Cláudia Raia solta o verbo: 'Por que não posso falar sobre sexo anal? Não gosto, dá licença?'
12/11/2019 21:54 em Variedades

 

Atriz acaba de lançar canal de vídeos para mulheres maduras no intuito de se tornar 'a nova Hebe'

 

 

Um metro e 79 centímetros de altura, 52 anos de idade, 36 de carreira, 19 novelas e 15 musicais, fora os que produziu. Tudo em Cláudia Raia é grande. Inclusive a desinibição com que tira a roupa no estúdio, em frente de pelo menos dez pessoas. “Já não tinha vergonha antes. Agora, perdi o filtro também”, diz a atriz, que acaba de lançar no IGTV, canal de vídeos do Instagram, uma série em que fala sobre tudo, sem papas na língua.

Batizada de #50etantas , a atração vai ao ar toda quinta-feira, tem mais de 300 mil visualizações por semana e aborda temas pertinentes às mulheres que cruzaram a barreira de meio século ou estão se aproximando dela.

 

Sexo anal, falta de vergonha na cara, inadequação fashion — não tem assunto sobre o qual Cláudia, recém-contratada por uma grande marca de beleza, não fale. Além disso, a despeito da dificuldade de se produzir teatro no Brasil, há duas semanas a atriz roda o país com o musical “ Conserto para 2 ”.
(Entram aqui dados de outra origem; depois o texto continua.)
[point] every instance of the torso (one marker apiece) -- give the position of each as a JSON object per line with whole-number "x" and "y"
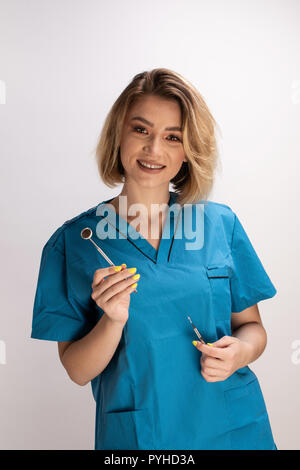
{"x": 153, "y": 241}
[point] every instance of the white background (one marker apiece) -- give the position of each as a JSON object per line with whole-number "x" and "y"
{"x": 64, "y": 63}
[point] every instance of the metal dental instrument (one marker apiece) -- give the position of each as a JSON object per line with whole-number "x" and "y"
{"x": 196, "y": 331}
{"x": 86, "y": 234}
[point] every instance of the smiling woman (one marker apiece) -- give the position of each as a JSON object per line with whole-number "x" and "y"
{"x": 153, "y": 389}
{"x": 161, "y": 119}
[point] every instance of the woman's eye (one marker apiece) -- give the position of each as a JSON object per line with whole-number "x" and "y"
{"x": 137, "y": 129}
{"x": 178, "y": 140}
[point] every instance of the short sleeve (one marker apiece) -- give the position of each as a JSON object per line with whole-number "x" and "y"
{"x": 249, "y": 281}
{"x": 56, "y": 316}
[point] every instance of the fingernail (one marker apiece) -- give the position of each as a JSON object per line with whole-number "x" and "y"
{"x": 132, "y": 270}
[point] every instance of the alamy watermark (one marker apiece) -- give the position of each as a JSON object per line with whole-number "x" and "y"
{"x": 187, "y": 220}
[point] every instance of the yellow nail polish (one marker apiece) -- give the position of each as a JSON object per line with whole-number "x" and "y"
{"x": 132, "y": 270}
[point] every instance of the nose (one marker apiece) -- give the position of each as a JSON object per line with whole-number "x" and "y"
{"x": 153, "y": 146}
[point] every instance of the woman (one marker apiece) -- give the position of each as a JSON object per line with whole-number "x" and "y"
{"x": 153, "y": 389}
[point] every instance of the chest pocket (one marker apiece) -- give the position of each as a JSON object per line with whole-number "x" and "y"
{"x": 219, "y": 281}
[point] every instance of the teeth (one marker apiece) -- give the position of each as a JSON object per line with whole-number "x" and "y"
{"x": 150, "y": 166}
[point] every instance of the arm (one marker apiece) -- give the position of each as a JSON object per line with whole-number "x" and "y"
{"x": 230, "y": 353}
{"x": 86, "y": 358}
{"x": 247, "y": 326}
Em cena, doze personagens e dois únicos atores: ela e Jarbas Homem de Melo , com quem é casada desde 2012 e vive, em São Paulo, ao lado de Enzo e Sofia, de 22 e 16 anos, filhos do casamento com o ator Edson Celulari, rompido em 2010, após 17 anos de união.

 

Mesmo conhecendo bem as agruras da cultura no país, Cláudia é comedida nas críticas ao governo Bolsonaro. É mais fácil fazê-la falar sobre posições sexuais do que de política, assunto do qual se esquiva desde 1989. Naquele ano, a atriz fez campanha para o então amigo e candidato Fernando Collor de Melo e foi criticada pela maioria de seus colegas, efusivos apoiadores de Lula.
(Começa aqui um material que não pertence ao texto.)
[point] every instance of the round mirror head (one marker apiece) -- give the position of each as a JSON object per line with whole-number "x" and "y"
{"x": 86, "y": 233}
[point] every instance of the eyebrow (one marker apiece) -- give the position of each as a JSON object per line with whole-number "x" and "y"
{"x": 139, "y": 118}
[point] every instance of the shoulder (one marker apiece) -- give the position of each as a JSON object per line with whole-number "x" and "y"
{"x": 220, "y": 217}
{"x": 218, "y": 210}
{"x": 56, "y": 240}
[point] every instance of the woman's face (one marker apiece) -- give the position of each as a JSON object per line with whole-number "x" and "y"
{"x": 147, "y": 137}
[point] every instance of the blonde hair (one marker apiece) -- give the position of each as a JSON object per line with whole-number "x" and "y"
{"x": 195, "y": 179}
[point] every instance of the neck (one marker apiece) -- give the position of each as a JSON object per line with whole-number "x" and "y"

Boatos de que seria amante de Collor também a traumatizaram: “Nem tenho mais conhecimento dessa gente”, limita-se a comentar. O assunto voltou à tona há alguns meses, numa espécie de blague, quando Lidiane, sua personagem em “Verão 90”, disse ter votado em Collor porque ele era “bonitão”, mas se arrependido depois do congelamento da poupança.

 

A cena foi dirigida pelo melhor amigo de Cláudia, o diretor Jorge Fernando, cuja morte, na semana passada, a deixou “devastada”. “Para estar aqui, precisei me levantar das trevas”, confessa a atriz, logo depois da sessão de fotos. Ainda assim, Cláudia parece preferir rir da própria dor à emburacar nela. “Se aos 52 sou assim, acelerada, imagina aos 18? Misericórdia, nem eu mesma me aguentava”, brinca. “Eu não andava, quicava. Casei na Candelária, né , amor?, com um esplendor que nem cabia no carro!

E com o Alexandre Frota, o que resume tudo. Imagina quem eu era?”, pergunta, às gargalhadas. A seguir, um pouco da mulher divertida que ela se tornou aos 50 e tantos.

 

Pequinês empolgado

“Minha idade não dita minhas regras do vestir. Temos que olhar para a moda e ver como ela nos favorece, e não ser escravas dela. Tenho que usar o que fica bem em mim. Ah, é um look repetitivo? Tudo bem, dane-se. Não vou colocar certas roupas só porque estão na moda. Eu cago e ando para regras, não existe isso para mim. Claro que o seu corpo vai mudando, e você vai se adaptando às mudanças. Se a idade me ditasse regras, seria complicado, porque eu tenho 14 anos mentais ( risos ). Pareço um cachorro pequinês, vibro mais que a Sofia ( sua filha de 16 ) com várias coisas.”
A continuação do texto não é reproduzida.